Mall battle heats up: RLC steps up game with massive makeover plan

The battle for mall supremacy in the country heats up as Gokongwei-led property giant Robinsons Land Corp. (RLC) gears up to unleash its own massive makeover of its shopping centers.

RLC president and CEO Mybelle Aragon-GoBio said the company is preparing to undertake a major mall redevelopment program, which is expected to be announced within the year.

‘We’re just finalizing the costings. Certainly, the more mature ones or flagship malls will be undergoing redevelopment. Watch out for it. It will be big,’ Aragon-GoBio said.

‘This will be the first of such a scale that we will be announcing. First, we intend to do one that’s of a significant scale, and then, in line with the premiumization, it will be a continuous one,’ she said.

Aragon-GoBio said the plan may entail expansion as well as a refresh of existing malls.

‘Where there is an opportunity to increase gross leasable area (GLA), then we do so. So that’s an expansion,’ Aragon-GoBio said.

‘Otherwise, it’s a redevelopment so that we’re able to command better rates. It’s also because consumer preferences are evolving. So they’re becoming more discriminating. They’re looking for more experiential offerings. So that’s what we’re trying to address through premiumization,’ she said.

RLC, the country’s second-largest mall operator, expanded its retail footprint in Mindanao with the opening last April of Robinsons Pagadian, its 56th shopping mall in the country.

Under its Vision 5-25-50 roadmap, which aims to deliver P25 billion in net income by its 50th anniversary in 2030, RLC targets bringing its mall network to 69 and increasing mall GLA by 50 percent.

Aragon-GoBio said that RLC is also keen on putting up more upscale malls following the success of Opus in Bridgetowne estate.

Since its launch in July 2024, Opus has quickly emerged as Metro Manila’s premier destination for luxury, leisure and lifestyle.

The mall features over 148,000 square meters of curated spaces across five levels.

International dining icons like St. Ali, Il Lupino Prime and Dave and Buster’s have chosen Opus for their Philippine debut.

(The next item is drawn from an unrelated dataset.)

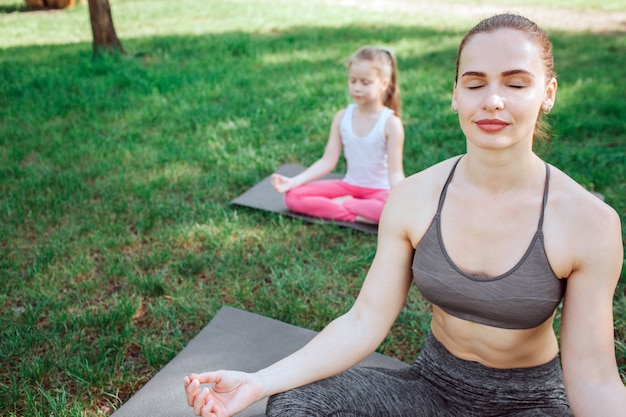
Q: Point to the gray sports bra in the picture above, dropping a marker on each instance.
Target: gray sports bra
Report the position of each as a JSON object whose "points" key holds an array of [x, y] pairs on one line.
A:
{"points": [[522, 298]]}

‘We will be upgrading our existing commercial offerings. So be it new-the new malls will have better deliverables, better specifications, better tenant mixes as well. But then also, we’ll be redeveloping certain flagship malls,’ Aragon-GoBio said.

Other major developers are also aggressively renovating their existing malls.

In 2024, Ayala Land of the Zobel family decided to embark on a massive P13-billion redevelopment of its flagship malls. This initiative will see its four iconic shopping centers – Glorietta, Greenbelt, TriNoma and Ayala Center Cebu – reinvented to cater to evolving consumer preferences.

The company also announced that it is spending an additional P4.5 billion to redevelop four more malls – Ayala Malls Abreeza, Ayala Malls Cloverleaf, Ayala Malls Fairview Terraces and MarQuee Mall.

The redevelopment is expected to unleash the full potential of Ayala Malls’ retail space as well as enhance areas for convergence and create spaces that challenge retailers to bring their best to the Filipino consumer.

SM Supermalls of the Sy family, for its part, aims to maintain its position as the country’s largest mall developer by implementing an aggressive expansion and redevelopment program over the next five years.

SM is investing over P150 billion in 16 major redevelopments and 12 new lifestyle malls to ensure that its entire portfolio evolves into greener, smarter and more people-centered destinations by 2030.

Megaworld Corp. is also growing its leasing business by bringing its signature lifestyle mall concept to more locations, while introducing new experiences that resonate with today’s consumers.

Megaworld Lifestyle Malls will open malls and commercial projects this year at McKinley West in Taguig, Makati, Alabang West in Las Piñas and Boracay Newcoast in Aklan.